Cos’è il buco nero della prima foto storica

Come spiega Ciriaco Godd, dell’Università di Nijmegen e Leiden in Olanda, l’immagine ottenuta è consistente con l’ombra di un buco nero rotante, detto ‘Buco nero di Kerr’ e mostra un anello con un disco oscuro al centro e una emissione asimmetrica intorno. Le dimensioni angolari, spiega, ci fanno capire che si tratta di una massa che è circa sette miliardi di volte più grande del Sole. Per quanto riguarda l’asimmetria nell’anello invece gli esperti la spiegano come un effetto relativistico, un Doppler beaming o Doppler boosting, cioè quando un plasma si muove a velocità che raggiungono quasi quelle della luce in rotazione intorno ad un buco nero, amplifica l’emissione del plasma che si muove nella nostra direzione. E il disco scuro al suo interno, al centro, individua l’orizzonte degli eventi. Il suo aspetto è dovuto al plasma che viene ‘inghiottito’ e quindi scompare.
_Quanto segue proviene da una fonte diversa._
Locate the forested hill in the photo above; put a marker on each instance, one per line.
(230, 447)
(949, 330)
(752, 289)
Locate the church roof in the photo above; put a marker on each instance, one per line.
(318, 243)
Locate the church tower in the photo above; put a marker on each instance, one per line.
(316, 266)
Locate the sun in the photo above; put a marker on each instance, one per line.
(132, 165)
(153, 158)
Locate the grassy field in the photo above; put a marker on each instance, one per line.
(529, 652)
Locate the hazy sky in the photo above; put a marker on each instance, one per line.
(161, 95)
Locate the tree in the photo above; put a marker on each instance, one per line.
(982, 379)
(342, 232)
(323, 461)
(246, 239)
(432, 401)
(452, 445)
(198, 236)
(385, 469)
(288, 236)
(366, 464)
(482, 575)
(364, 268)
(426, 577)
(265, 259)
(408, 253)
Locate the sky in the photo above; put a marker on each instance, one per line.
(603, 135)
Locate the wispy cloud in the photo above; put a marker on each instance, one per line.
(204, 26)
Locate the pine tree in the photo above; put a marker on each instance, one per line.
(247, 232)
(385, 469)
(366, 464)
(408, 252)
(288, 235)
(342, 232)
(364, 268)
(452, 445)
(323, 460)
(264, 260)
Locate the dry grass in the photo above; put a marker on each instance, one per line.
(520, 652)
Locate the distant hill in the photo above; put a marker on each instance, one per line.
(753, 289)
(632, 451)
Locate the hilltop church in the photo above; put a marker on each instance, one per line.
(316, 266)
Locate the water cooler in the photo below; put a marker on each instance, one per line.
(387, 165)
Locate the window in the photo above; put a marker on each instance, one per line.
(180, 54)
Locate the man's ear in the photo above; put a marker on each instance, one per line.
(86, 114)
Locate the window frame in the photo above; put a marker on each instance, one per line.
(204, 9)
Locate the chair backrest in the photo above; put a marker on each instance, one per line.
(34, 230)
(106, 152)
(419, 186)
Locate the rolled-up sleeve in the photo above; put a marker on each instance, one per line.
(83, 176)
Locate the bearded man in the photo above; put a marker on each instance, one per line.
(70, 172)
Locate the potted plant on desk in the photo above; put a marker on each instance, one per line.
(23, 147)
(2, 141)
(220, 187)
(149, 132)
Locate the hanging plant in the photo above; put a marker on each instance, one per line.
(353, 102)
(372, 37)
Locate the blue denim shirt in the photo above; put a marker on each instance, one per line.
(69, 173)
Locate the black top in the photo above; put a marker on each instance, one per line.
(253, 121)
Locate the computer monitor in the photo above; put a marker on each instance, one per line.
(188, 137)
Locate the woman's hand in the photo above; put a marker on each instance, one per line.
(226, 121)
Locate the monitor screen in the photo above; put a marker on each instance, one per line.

Perché i buchi neri sono fatti così

Un buco nero è un oggetto cosmico molto compresso che contiene una quantità enorme di massa all’interno di una regione che è però minuscola, questo fa sì che la sua presenza influenzi in modo estremo l’ambiente che lo circonda al punto da deformare lo spazio-tempo e surriscaldare qualsiasi materiale circostante. I buchi neri sono dunque circondati da materia, plasma incandescente, che viene inghiottita fino a scomparire nell’orizzonte degli eventi, mentre un’altra parte di materiali viene espulsa a velocità relativistica, cioè alla velocità della luce, in potentissimi jet di materia: questo da ‘vita’ all’emissione di sincrotrone.
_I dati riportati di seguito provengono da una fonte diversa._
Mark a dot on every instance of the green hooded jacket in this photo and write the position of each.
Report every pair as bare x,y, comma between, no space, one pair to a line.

Un buco nero come se lo aspettavano gli scienziati

Considerato il buco nero come immerso in una regione luminosa, quindi il disco di gas incandescente, gli esperti spiegano che si aspettino che crei una regione oscura che è simile ad un ombra, che è poi qualcosa di previsto dallo stesso Einstein e che non era mai stato osservato prima. Quest’ombra, nello specifico, è causata dalla distorsione o curvatura gravitazionale e dalla cattura della luce dall’orizzonte degli eventi e rileva molto sulla natura dei buchi neri.